Messenger looked at him. “Been on his way out?”

“That’s right,” Mills said.

“All right,” Messenger said impatiently, “been on his way out. What difference does …” He stared at Mills.

“That’s right,” George said.

“You know you’ve got a nasty mind?” his friend said. “You know you’re one heavy-duty son of a bitch?”

“What?” Louise asked. “What? Are you following any of this, George?”

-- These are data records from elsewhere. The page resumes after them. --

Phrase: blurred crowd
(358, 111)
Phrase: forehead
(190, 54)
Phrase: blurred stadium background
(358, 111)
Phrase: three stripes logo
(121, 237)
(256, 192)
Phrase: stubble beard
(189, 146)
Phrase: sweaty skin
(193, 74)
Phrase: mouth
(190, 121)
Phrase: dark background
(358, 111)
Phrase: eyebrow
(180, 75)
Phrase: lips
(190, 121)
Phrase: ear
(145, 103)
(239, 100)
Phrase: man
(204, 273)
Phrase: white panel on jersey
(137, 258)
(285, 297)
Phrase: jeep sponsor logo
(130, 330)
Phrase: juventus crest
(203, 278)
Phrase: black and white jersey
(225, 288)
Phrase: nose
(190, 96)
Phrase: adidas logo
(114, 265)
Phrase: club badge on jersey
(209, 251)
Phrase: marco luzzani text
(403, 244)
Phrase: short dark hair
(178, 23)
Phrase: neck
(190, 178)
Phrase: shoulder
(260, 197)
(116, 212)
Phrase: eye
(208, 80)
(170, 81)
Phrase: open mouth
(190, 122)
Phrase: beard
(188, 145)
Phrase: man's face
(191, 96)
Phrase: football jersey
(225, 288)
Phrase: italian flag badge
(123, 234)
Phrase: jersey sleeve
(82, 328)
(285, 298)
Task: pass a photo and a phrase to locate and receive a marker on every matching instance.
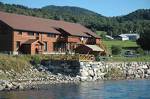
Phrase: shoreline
(87, 72)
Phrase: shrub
(116, 49)
(114, 73)
(140, 51)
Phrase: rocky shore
(53, 73)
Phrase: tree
(144, 40)
(116, 50)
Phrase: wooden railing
(75, 57)
(86, 57)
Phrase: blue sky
(104, 7)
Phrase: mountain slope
(134, 22)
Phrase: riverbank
(19, 73)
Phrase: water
(126, 89)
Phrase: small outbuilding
(89, 49)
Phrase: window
(31, 33)
(17, 44)
(51, 35)
(37, 34)
(19, 33)
(45, 46)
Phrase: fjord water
(125, 89)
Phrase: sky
(104, 7)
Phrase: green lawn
(119, 43)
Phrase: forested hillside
(134, 22)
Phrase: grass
(130, 59)
(17, 64)
(119, 43)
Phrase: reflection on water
(133, 89)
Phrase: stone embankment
(51, 72)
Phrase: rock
(20, 87)
(84, 73)
(91, 73)
(148, 71)
(2, 87)
(83, 78)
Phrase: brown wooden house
(32, 35)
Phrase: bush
(114, 73)
(140, 51)
(116, 50)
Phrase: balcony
(62, 39)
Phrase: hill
(134, 22)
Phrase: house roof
(95, 48)
(30, 41)
(29, 23)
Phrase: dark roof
(29, 23)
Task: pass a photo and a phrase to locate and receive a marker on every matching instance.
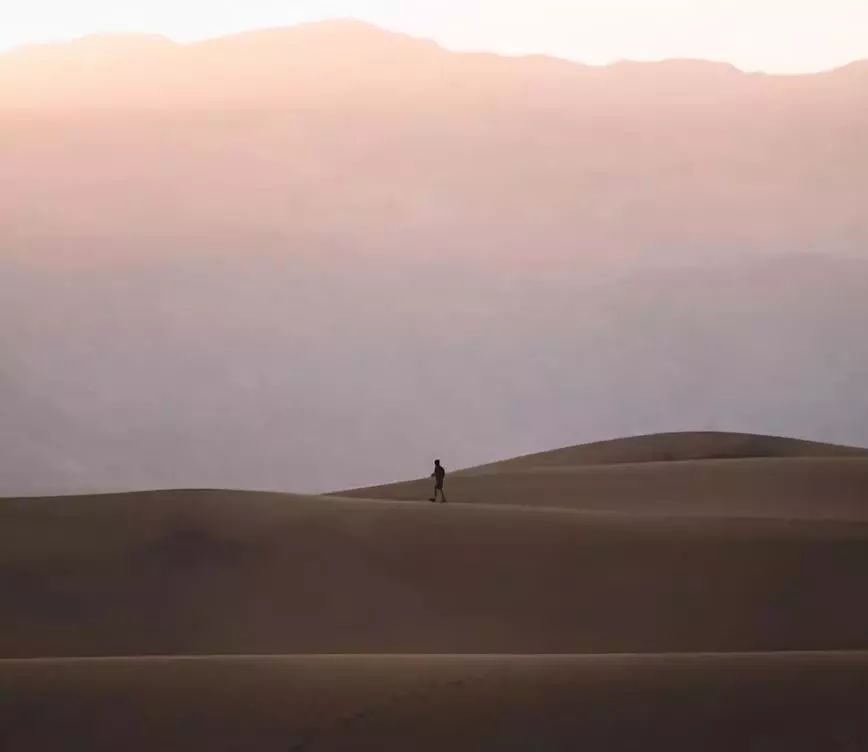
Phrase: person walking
(439, 476)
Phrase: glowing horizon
(774, 36)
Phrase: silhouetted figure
(439, 476)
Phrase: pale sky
(785, 36)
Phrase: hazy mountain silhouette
(311, 258)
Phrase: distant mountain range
(310, 258)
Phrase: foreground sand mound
(773, 703)
(234, 573)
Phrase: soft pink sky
(785, 36)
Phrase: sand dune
(800, 488)
(679, 474)
(669, 447)
(773, 703)
(636, 603)
(218, 573)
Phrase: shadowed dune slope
(239, 573)
(776, 703)
(671, 447)
(694, 474)
(791, 488)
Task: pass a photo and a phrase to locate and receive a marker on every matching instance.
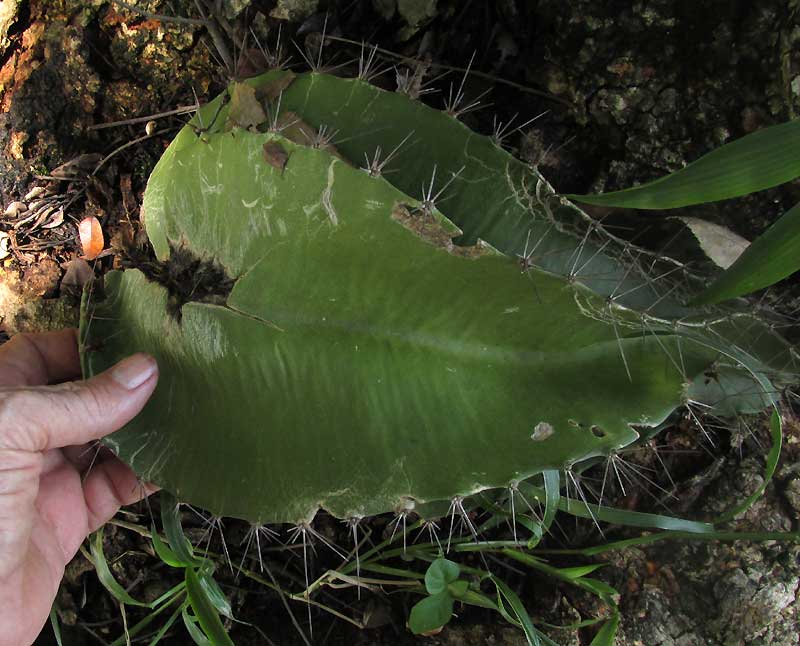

“Following? Shit, Lulu honey, he’s leading the goddamn band.” He put his arm around her shoulder. “Nothing like this is in the black buzz,” Messenger said. “I mean this isn’t the way they’re talking on the Rialto. What they’re saying up there is much milder. ‘Offered to resign’ is the worst of it.”

“What are they saying?”

“Well, it’s a joke really. It started when it got out that Max and Ruth had taken their car away from the front of his house.”

“Yes,” Mills said.

“Max and Ruth? You’re crazy. You actually think they were invited?”

“No,” George Mills said.

“They’d have been thrown out. They’d have called the cops on them if they dared crash that dinner party. And don’t tell me they helped serve. They don’t have uniforms. Even if they did, do you think the chancellor would let them? Run a downer on his guest by having those two characters get close enough to pass out actual food? People who live in a fucking jalopy, a beat-up, stale-aired old clunker that probably looked used when it came off the goddamn assembly line? Who take baths in the rest room sinks of gas stations? Moochers with freeload cookie crumbs in their scalp and bits of old poetry-reading cheese stuck to the creases of their clothing? With Gallo like mouthwash on their breath? Jesus, George, they’d be lucky if they got as far as the back door for a handout.”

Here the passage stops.